Mais le principal concerné réfute cet article. Arvin Boolell affirme que ses propos ont été mal rapportés. Il avait même envoyé un courrier au journal, mais cela n’a jamais été publié. Que s’est-il réellement passé donc ? «Oui, il y a eu des négociations, mais il n’y a jamais eu de lien entre les discussions sur le traité de non double imposition et Agalega», affirme-t-il.

À l’époque, le ministre avait été délégué par le gouvernement pour présenter Maurice comme «clean low tax jurisdiction» car les deux pays y gagneraient s’ils révisaient ce traité. Oui, Agalega a été mentionné, mais c’était pour «une collaboration sur l’économie bleue», soutient le député rouge. Et d’insister qu’il n’y a jamais eu de discussion qui soit diplomatiquement incorrecte.

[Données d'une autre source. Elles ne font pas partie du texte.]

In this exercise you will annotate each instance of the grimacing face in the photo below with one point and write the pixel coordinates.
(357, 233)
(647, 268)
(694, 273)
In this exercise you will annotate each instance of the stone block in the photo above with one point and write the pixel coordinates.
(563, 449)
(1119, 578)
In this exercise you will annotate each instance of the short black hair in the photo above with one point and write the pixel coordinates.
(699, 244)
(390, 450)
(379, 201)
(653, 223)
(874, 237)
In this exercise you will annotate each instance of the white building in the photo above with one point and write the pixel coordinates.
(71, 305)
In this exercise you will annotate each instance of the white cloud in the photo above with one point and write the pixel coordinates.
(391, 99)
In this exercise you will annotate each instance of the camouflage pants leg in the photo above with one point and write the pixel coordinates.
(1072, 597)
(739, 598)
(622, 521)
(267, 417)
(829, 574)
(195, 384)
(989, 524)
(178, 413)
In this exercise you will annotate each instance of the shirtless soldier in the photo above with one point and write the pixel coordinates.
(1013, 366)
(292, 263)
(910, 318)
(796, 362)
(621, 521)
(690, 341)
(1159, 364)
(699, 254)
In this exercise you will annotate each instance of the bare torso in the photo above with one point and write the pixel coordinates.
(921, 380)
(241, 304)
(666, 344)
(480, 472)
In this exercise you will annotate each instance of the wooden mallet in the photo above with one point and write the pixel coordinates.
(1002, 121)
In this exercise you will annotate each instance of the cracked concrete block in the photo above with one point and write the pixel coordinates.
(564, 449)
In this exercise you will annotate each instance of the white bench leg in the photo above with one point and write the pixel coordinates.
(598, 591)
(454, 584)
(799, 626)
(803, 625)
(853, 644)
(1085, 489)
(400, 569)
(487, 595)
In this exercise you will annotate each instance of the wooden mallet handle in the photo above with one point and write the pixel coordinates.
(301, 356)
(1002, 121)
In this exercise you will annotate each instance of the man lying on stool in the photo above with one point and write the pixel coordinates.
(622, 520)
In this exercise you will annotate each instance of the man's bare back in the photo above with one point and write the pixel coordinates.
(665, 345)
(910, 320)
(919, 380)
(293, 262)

En 2015, le nouveau régime concrétise ce que le Times of India avait publié. Un accord est signé entre le Premier ministre d’alors et Narendra Modi. Le traité est gardé secret et ce, même si Mahen Jhugroo avait dit qu’il ferait le nécessaire pour le rendre public au Parlement. Pour rappel, le Hansard avait été modifié pour retirer cet engagement. Selon un expert militaire indien, Bharat Karnad, «un pays ne donne rien gratuitement». Il confirme aussi que l’accord permet l’installation d’une base militaire sur l’île alors que Pravind Jugnauth a, à plusieurs reprises, affirmé que ce ne sera pas le cas. N’empêche, des militaires indiens sont envoyés sur l’île pour les constructions. Le haut-commissaire indien à Maurice, Abhay Thakur, avait déclaré que l’île est retirée et de ce fait, il faut un savoir-faire particulier pour y développer des infrastructures.

Pour Arvin Boolell, l’accord entre Maurice et l’Inde doit être rendu public. C’est le seul moyen de savoir ce que la Grande péninsule a prévu de faire. Mais déjà, la grogne se fait entendre parmi la population. «Est-ce que dans 50 ans Maurice devra retourner devant la Cour internationale de justice pour essayer de récupérer Agalega ?» se demande un internaute. Un autre a écrit : «Pé rod Chagos pou donne li l’Inde.»